Agencies are expected to conduct acquisition assessments in fiscal 2009 as part of their A-123 reporting, although OMB has encouraged them to start this year, Hurwitz said.

“Like any change, it will be more work in the first year than in future years as we get a handle on how to do it,” he said.

Many agencies use contractors to help them with their A-123 reporting process, but Education primarily relies on its own employees.

“A-123 is pretty time-consuming,” Hurwitz said. “I don’t think this is going to shorten that and make it any easier to do. They’re adding more to it. But making it mandatory will help to get the cooperation of everyone.”

In addition to using GAO’s framework, Education has been assessing its acquisition functions as part of the A-123 review process related to financial reporting, such as how the department pays its bills. However, Hurwitz said, Education’s review goes into more depth than A-123.
The new acquisition assessment requires a rigorous approach similar to what agencies use to document internal controls for financial reporting under Circular A-123’s Appendix A, said Danny Werfel, acting controller at OMB’s Office of Federal Financial Management.
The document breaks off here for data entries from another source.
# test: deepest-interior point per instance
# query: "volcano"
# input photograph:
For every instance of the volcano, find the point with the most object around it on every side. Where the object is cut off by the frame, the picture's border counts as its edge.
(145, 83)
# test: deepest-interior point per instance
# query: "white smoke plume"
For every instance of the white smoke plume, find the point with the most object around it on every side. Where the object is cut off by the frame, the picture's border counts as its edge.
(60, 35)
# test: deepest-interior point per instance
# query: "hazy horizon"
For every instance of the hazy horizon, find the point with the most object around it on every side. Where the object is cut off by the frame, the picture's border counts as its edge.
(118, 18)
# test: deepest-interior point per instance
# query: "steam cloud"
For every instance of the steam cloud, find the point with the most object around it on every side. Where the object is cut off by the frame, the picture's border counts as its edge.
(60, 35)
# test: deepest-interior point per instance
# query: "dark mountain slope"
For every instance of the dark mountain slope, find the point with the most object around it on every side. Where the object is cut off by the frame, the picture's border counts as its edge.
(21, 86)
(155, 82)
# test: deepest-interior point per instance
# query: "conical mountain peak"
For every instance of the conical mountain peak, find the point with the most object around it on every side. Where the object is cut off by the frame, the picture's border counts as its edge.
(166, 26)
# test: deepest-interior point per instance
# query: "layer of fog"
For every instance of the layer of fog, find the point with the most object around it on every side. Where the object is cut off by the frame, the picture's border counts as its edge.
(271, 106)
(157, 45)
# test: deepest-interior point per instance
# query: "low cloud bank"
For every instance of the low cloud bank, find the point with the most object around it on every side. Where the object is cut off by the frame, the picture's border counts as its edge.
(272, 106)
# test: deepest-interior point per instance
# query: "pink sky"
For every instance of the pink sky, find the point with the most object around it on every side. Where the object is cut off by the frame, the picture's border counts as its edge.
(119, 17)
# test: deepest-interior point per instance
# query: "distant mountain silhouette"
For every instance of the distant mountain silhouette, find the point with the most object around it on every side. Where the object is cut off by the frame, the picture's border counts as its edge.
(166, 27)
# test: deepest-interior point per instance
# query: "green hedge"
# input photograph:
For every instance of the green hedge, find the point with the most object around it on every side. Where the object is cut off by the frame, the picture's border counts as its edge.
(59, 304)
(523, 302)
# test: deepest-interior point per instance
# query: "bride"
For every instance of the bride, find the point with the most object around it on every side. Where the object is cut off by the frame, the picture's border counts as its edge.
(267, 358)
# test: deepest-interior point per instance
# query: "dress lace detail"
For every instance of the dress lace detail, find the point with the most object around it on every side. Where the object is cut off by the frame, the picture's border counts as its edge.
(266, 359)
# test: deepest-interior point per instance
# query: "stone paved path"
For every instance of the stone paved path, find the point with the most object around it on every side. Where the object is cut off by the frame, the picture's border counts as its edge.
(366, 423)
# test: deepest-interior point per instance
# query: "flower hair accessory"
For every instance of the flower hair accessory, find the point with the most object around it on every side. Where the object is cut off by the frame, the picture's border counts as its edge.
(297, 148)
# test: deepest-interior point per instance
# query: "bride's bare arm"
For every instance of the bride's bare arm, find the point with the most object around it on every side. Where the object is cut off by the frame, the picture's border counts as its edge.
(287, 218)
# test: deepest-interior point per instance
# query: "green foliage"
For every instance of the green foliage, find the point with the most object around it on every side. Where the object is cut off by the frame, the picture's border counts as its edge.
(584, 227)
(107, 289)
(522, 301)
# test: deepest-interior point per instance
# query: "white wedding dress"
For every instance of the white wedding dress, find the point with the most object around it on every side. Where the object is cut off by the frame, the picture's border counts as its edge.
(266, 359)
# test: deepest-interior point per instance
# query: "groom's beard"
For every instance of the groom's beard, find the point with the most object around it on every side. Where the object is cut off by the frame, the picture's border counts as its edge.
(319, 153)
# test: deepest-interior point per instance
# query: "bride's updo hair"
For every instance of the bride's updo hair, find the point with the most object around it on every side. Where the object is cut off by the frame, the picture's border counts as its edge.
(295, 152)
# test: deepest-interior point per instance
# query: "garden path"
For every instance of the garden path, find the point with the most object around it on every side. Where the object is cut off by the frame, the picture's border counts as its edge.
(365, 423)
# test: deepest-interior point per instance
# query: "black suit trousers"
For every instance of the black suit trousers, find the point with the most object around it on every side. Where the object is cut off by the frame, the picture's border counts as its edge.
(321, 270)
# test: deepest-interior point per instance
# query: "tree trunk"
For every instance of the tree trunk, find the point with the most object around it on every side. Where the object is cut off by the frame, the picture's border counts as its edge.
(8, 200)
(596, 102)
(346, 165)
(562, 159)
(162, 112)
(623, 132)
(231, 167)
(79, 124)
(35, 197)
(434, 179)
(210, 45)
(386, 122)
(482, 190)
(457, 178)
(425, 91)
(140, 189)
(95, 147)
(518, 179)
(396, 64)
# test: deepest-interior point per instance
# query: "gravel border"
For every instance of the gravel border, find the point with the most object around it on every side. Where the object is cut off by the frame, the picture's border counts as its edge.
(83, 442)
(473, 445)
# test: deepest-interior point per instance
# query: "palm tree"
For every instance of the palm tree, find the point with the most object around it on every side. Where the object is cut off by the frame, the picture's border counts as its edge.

“We have received positive feedback from agency managers and auditors about the benefits of Appendix A and asked if it could be leveraged in other areas,” Werfel said.

Under Appendix A, agencies conduct risk assessments and testing of internal controls, develop plans for corrective action, track progress, and document the effectiveness of the internal controls in their annual Performance and Accountability Reports.

“When agencies find things that have happened that they didn’t know, they have a framework to go back to,” Werfel said.

The OFPP memo broadens internal-control efforts in response to GAO’s recommendation to use a framework similar to Appendix A for acquisition, Werfel said.

OMB and agencies have started discussing the lessons of Appendix A and how they might be able to apply them to other difficult areas, such as charge cards and premium travel.

The Treasury Department assesses its management controls for acquisition as part of a departmental directive to oversee procurement, said Tom Sharpe Jr., Treasury’s senior procurement executive and vice chairman of the Chief Acquisition Officers Council. Treasury has 10 procurement operations at its

“A couple of years ago when we were looking to improve the evaluating and monitoring of our programs, we found the GAO framework,” Sharpe said. This is Treasury’s second year using the framework’s cornerstones as the basis for its assessments, he added.

Conducting the assessments ensures that Treasury complies with all federal acquisition rules, regulations and policies.

“It’s part of a procurement culture at Treasury that looks to reviews,” Sharpe said.

For the assessments, the department also uses OMB’s Circular A-123 to continuously monitor and improve the effectiveness of internal controls, safeguard asse ts, and detect risk, Sharpe said. The OFPP guidance brings together both documents.

“We’re already kind of there,” Sharpe said. “But we need to test that.”

Treasury’s assessments, which are not program-specific, help Sharpe’s team work with the bureaus’ chief procurement officers on a routine basis to review operations and contract files and find areas in need of improvement, such as eliminating exposures, revising policies or providing necessary training.
“It’s really ensuring the proper controls are in place and to take what we’re learning across Treasury,” Sharpe said. “So we’ve grown from this.”

Officials assess individual programs, such as the Internal Revenue Service’s large services programs, in a broader review of procurement operations through the Treasury Acquisition Council’s monthly reviews. Officials also review the management of Treasury’s IT contract investments in detail, Sharpe said.

To implement OFPP’s new guidance, Sharpe will designate a manager — perhaps Treasury’s deputy chief financial officer — who will determine how to include the acquisition function in the larger A-123 reviews. He will also compare the OFPP template with Treasury’s current assessment program to decide if any improvements or updates are needed to fully incorporate the new approach, he said.

“There’s very much a need for a function to oversee that we’re conducting our procurements and contracting properly,” Sharpe said.